しかし途中、何度か通りがかった人にジロジロ見られた。
……誘拐犯かなにかだと思われてはいないだろうか。
衛兵にスタップされないよう祈っておく。
しばらく歩き冒険者ギルドの横もすぎ、商店通り手前。
最近見つけた小洒落た食堂である。
お値段はそれなりだが肩肘張った風でもなく、明るく開放的な雰囲気の店だ。
「おおっ、師匠にしてはオサレなお店ですね!」
また変な言葉おぼえてるな。
これは俺の影響なのか、カシスの影響なのか。
最近はどちらのせいかわからなくなってきた。
席に付き、軽食をいくつかオーダー。
そしてよく冷えたトマト(見た目も味もそうとしか言えない)ジュースと、同じくよく冷えたウォッカを注文する。
「師匠……朝からお酒ですか……その」
なんだかイリムがもじもじしている。
「ああ、アメリカだとな……」
「今日は積極的ですね」
「うん?」
まあいいか。
さすがお高めのお店とあってサービスが早い。
さっそく提供されたトマトジュースとウォッカをまぜまぜし、ついで提供された軽食の付け合せである唐辛子(だと思う)も混ぜ込む。
ひとくち味見……ん、まあ即興ではこんなもんか。
それをふたつのコップに分け、イリムに片方差しだす。
「はい、お嬢さん。お手製のブラッディマリーとなります」
「えーっと、はい。ありがとうございます!」
はっしとイリムがコップをつかむ。
「乾杯!」
「はい!」
木製のコップのため、すこし派手に打ち鳴らす。
中身がすこしこぼれるがそんなこと冒険者は気にしない。
「――わっ、これおいしいですよ師匠!」
「さっぱりしてるだろ」
「はい、師匠は天才ですね! 酒場のマスターにもなれますよ!」
「まあ、いずれそういうのもアリかもね」
「そのときは私も……」
「あっ、この肉うめえな!」
アメリカの観光地のレストランなんかだと、ブラッディマリーはドリンクの定番だ。
そしてアメリカ人は肉大好き。
自然、このカクテルとお肉の相性も抜群なのだ。
「イリムもこれ、この肉かなりウマイぞ」
「……ええと、お肉ですね……」
いつもだったら焼き肉には飛びつくだろうに。
なんか今日のイリムは変だな。
顔赤いし。
もじもじしてるし。
ああ、そうだな。
そろそろプレゼント第一弾だ。
ドッキリ作戦としてはかなり甘々の
まず軽い歓迎やプレゼントでそこそこお祝いし、宿に帰ったら本命のパーティやプレゼント。

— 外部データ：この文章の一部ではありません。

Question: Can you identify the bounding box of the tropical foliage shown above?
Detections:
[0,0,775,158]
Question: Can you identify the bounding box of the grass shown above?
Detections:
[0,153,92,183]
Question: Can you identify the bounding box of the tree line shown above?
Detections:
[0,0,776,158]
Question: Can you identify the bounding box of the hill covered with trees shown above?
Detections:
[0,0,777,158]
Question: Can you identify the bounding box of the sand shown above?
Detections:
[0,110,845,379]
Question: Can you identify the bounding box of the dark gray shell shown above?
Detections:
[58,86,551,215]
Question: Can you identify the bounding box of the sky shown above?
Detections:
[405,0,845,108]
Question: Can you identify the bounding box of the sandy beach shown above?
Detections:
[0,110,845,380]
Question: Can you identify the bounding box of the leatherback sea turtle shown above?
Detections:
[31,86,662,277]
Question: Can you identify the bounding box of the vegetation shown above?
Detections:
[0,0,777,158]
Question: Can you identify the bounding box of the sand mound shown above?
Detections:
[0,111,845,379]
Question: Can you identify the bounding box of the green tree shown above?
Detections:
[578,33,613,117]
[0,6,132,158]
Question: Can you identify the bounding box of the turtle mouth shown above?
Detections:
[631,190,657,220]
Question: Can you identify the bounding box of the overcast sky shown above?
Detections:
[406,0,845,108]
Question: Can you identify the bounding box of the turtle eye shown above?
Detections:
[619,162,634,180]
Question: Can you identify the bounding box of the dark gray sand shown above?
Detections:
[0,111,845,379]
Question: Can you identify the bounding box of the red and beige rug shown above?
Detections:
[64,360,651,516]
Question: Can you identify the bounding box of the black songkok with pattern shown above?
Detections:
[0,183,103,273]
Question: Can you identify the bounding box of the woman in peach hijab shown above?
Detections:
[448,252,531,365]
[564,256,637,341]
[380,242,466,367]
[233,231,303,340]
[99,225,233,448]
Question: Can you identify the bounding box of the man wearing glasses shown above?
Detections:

がっかりからサプライズじゃなくて、プチサプライズからビッグサプライズ。
ずーっと楽しい気分になってもらう。
今日の主役はイリムなのだ。
今ごろ、宿ではみんなで準備してくれている。
軽いプレゼントはすでに昨日用意した。
お菓子なんかがいいだろうと商店通りをウロウロした。
……甘味はほんと蜂蜜か
しかもなかなかにお高い。
が、奮発して瓶入りの蜂蜜にした。
「……これ、いつも頑張ってるイリムに」
「えっ……わっ、わっ」
やはりというか蜂蜜はどストライクだった。
「村ではお祭りのときぐらいしか食べられなかったんですよ!
いまちょっとだけ食べてもいいですか!?」
食べたばっかだろ……と言いかけたが、スイーツは別腹という話もあるしな。
この世界にたぶんフランスはないはずだが、フランスパンに似たようなものを薄くスライスしてカリカリに焼いたものがあったのでそれを注文する。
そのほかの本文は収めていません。